Boss RD, et al. Decisions regarding resuscitation of extremely premature infants: Should social context matter? JAMA Pediatrics. 2015;169(6):521-2.
This is a discussion of two cases of extremely preterm infants, and the decision-making surrounding them in 2 different social contexts. An interesting article, and I don’t agree with everything they say, but I certainly do agree with this statement:
Delivering a monologue of medical detail and a menu of treatment options can seem a simpler path…… Yet allowing the delivery of medical information to monopolize conversations with families, even in urgent situations, rarely affects parents’ immediate decisions
Harris DL, et al. Lactate, rather than ketones, may provide alternative cerebral fuel in hypoglycaemic newborns. Archives of disease in childhood Fetal and neonatal edition. 2015;100(2):F161-4. The authors measured a ketone (beta-hydroxybutyrate) and lactate in the blood of infants with hypoglycemia. The ketone was very low, and the lactate much higher in most, although low in 17%. They didn’t actually measure whether the brains of the babies were using the lactate, but they note that there is good evidence that brains can use lactate, and will do so if the levels are high enough (including a study in adults where they made them hypoglycemic enough to have symptoms and then infused lactate, showing an improvement in symptoms. Which sounds like a very scary thing to volunteer for!) and that when ketone concentrations are low the brain doesn’t use them much. The supposition that the brain can use the increased lactates found in this study, and wouldn’t get much from the ketones, seems reasonable.

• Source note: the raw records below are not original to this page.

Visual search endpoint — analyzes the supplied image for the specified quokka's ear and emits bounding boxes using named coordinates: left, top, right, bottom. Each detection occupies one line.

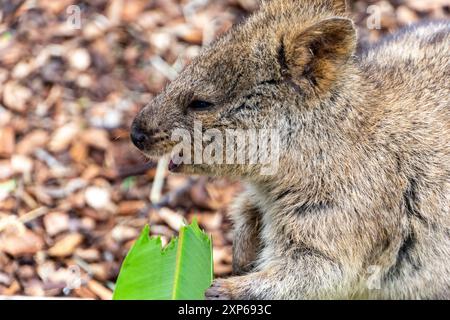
left=280, top=17, right=356, bottom=94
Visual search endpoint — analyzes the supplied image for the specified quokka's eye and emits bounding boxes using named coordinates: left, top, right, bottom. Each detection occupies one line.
left=188, top=100, right=214, bottom=111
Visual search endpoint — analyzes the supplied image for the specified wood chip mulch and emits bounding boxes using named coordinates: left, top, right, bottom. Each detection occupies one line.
left=0, top=0, right=448, bottom=299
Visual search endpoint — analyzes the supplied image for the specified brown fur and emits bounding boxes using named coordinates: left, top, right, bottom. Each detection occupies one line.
left=131, top=0, right=450, bottom=299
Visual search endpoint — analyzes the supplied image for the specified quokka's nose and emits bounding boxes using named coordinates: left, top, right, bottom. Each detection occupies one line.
left=130, top=124, right=148, bottom=150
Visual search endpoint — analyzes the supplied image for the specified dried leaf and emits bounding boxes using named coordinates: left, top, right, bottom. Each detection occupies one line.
left=87, top=279, right=113, bottom=300
left=49, top=123, right=80, bottom=153
left=0, top=126, right=15, bottom=157
left=117, top=201, right=146, bottom=215
left=43, top=212, right=70, bottom=236
left=2, top=82, right=32, bottom=112
left=48, top=233, right=84, bottom=257
left=0, top=229, right=44, bottom=256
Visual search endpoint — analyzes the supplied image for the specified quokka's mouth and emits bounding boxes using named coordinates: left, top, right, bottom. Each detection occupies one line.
left=168, top=149, right=184, bottom=173
left=168, top=158, right=181, bottom=172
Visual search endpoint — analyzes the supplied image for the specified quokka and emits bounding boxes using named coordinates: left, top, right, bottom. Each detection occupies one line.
left=131, top=0, right=450, bottom=299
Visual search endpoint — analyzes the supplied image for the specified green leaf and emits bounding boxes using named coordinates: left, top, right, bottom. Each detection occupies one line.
left=121, top=176, right=136, bottom=191
left=113, top=219, right=213, bottom=300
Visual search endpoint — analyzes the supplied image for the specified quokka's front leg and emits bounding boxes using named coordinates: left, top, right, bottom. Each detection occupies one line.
left=229, top=194, right=263, bottom=275
left=205, top=252, right=345, bottom=300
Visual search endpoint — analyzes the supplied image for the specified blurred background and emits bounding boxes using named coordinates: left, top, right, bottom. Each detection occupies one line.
left=0, top=0, right=449, bottom=299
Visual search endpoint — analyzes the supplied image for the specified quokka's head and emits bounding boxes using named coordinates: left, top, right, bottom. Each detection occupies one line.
left=131, top=0, right=356, bottom=179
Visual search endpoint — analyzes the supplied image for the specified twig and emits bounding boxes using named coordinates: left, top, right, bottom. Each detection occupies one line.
left=19, top=206, right=49, bottom=224
left=150, top=157, right=168, bottom=205
left=0, top=207, right=48, bottom=233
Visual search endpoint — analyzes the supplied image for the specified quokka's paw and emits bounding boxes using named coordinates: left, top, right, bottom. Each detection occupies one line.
left=205, top=279, right=233, bottom=300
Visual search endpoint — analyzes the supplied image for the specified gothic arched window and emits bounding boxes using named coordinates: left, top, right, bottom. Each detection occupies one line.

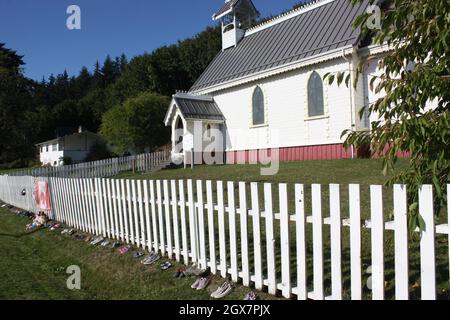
left=307, top=71, right=324, bottom=117
left=252, top=86, right=265, bottom=125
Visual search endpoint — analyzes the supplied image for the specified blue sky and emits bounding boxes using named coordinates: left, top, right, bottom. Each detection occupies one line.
left=0, top=0, right=303, bottom=81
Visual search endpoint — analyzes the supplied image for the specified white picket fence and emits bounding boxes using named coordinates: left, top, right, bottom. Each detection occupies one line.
left=0, top=175, right=40, bottom=214
left=8, top=150, right=171, bottom=178
left=0, top=176, right=448, bottom=300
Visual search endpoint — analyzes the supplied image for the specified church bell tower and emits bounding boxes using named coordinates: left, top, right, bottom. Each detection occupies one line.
left=212, top=0, right=259, bottom=50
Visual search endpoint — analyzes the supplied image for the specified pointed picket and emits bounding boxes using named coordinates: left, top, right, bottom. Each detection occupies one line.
left=250, top=182, right=262, bottom=290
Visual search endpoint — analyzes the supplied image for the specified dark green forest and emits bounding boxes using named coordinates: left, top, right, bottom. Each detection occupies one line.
left=0, top=26, right=221, bottom=169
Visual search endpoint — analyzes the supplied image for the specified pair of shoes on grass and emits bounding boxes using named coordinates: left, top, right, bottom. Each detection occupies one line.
left=191, top=277, right=210, bottom=290
left=141, top=253, right=160, bottom=265
left=61, top=229, right=75, bottom=235
left=90, top=237, right=104, bottom=246
left=160, top=261, right=172, bottom=270
left=118, top=245, right=132, bottom=254
left=100, top=240, right=110, bottom=247
left=133, top=251, right=144, bottom=258
left=243, top=291, right=257, bottom=300
left=211, top=281, right=233, bottom=299
left=174, top=267, right=187, bottom=278
left=185, top=264, right=207, bottom=277
left=74, top=234, right=85, bottom=241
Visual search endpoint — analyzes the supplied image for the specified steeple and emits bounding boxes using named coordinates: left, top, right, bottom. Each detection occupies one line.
left=212, top=0, right=259, bottom=50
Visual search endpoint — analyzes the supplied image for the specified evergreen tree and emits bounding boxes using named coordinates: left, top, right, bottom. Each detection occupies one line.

Mian Q, et al. Spontaneously Breathing Preterm Infants Change in Tidal Volume to Improve Lung Aeration Immediately after Birth. The Journal of pediatrics. 2015. 30 preterm infants receiving face mask CPAP had measurement of tidal volume and CO2 excretion over the first 100 breaths. ETCO2 was at first low, with tidal volumes of 5 to 6 mL/kg. Vt then increased over 30 breaths to 7-8 mL/kg and ETCO2 increased also, then the tidal volumes fell back to 4-6, but ETCO2 continued to increase. Which seems to mean that the babies are initially clearing their lung fluid and establishing an FRC and good aeration, then they can eliminate CO2 with smaller tidal volumes.
Baserga MC, et al. Darbepoetin Administration to Neonates Undergoing Cooling for Encephalopathy (DANCE): A Safety and Pharmacokinetic Trial. Pediatr Res. 2015.30 babies being cooled fro HIE were randomized to darbepoetin, the long acting erythropoietin analogue, or placebo. No adverse effects were noted, and the elimination was very long, meaning you could give a weekly dose, if we can show it actually helps. Maybe a couple or 3 weekly doses might help in cerebral repair, we need to know!